Curtis Tarpley, 79, and his wife Betty, 80, died last week at the Texas Health Harris Methodist Hospital after brief battles with the virus, The Fort Worth Star-Telegram reported.
The couple’s son Tim Tarpley, a personal trainer who also works with Fort Worth Mayor Betsy Price, told the publication that his mother began feeling ill a few weeks ago but believed it was a sinus infection or a toothache.
Son Tim Tarpley says his parents, Curtis and Betty Tarpley, were both diagnosed with COVID-19 at the same time in June. His mother was admitted to Texas Health Harris Methodist Hospital in Fort Worth shortly before his father, and she declined faster.
“My mom called me and said, ‘Hey, I want to let you know I’m ready to go.’ And I yelled and screamed,” Tim Tarpley said.
He then called his dad, who was on a different floor of the hospital.
“He said, ‘How’s your mom?’ I said, ‘Well, she’s not good.
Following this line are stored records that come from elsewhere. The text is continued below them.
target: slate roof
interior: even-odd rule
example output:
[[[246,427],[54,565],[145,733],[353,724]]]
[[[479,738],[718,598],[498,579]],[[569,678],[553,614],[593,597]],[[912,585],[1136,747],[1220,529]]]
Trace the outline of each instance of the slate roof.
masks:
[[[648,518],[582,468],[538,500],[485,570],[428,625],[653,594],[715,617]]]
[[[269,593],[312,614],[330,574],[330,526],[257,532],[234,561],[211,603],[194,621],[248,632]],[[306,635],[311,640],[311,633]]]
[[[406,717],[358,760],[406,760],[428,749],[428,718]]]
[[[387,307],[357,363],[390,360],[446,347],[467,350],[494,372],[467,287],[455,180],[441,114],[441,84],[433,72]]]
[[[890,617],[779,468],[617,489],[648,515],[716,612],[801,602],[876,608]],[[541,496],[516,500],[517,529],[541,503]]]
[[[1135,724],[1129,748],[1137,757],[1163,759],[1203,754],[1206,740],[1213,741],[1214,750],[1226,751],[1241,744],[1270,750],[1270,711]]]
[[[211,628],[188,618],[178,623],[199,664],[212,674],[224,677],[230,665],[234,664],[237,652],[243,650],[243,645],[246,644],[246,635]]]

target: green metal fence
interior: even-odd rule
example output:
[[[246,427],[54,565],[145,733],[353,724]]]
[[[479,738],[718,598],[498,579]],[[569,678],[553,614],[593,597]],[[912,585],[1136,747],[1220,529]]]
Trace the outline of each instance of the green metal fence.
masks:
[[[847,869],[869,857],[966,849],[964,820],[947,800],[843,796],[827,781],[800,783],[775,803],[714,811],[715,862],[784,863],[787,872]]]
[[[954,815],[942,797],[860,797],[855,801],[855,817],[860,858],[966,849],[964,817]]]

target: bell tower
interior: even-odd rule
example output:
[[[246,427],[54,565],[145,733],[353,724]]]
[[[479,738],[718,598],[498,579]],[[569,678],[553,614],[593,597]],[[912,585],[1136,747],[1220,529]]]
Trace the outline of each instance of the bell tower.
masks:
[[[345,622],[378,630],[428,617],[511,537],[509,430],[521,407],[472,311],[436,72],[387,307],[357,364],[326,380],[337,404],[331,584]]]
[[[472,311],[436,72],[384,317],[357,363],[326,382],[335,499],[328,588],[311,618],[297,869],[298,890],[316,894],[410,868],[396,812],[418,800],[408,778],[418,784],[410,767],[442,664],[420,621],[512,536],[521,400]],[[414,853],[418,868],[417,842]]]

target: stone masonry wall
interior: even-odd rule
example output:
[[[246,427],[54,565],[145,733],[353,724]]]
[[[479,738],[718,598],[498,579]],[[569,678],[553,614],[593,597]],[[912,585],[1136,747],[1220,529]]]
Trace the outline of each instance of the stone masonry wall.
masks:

She may not make it past tomorrow.’ It was like at that moment, knowing that my mom was then gonna go, it was OK for him to go,” Tim Tarpley said.
Tim Tarpley says nurses he’d never met, especially one he only knows as Blake, made his parents’ last moments special by making sure the two were in the same room.
“He [Blake] really went out of his way to get my mom moved from her room to his room, and then, he just placed their hands near each other. Next thing we know, they grabbed each other’s hand, and that’s how they went,” Tim Tarpley said.
Tarpley said he doesn’t know how his parents got Covid-19, but he said he had to quarantine because he caught it from them. He said his mom and dad had mostly been in isolation since March, but he visited them every couple of days to check in.
That time together made their relationship even stronger, which Tarpley said gave him “another level of peace.”
He said the family and friends hope to be able to have a celebration of Betty and Curtis’ life next year.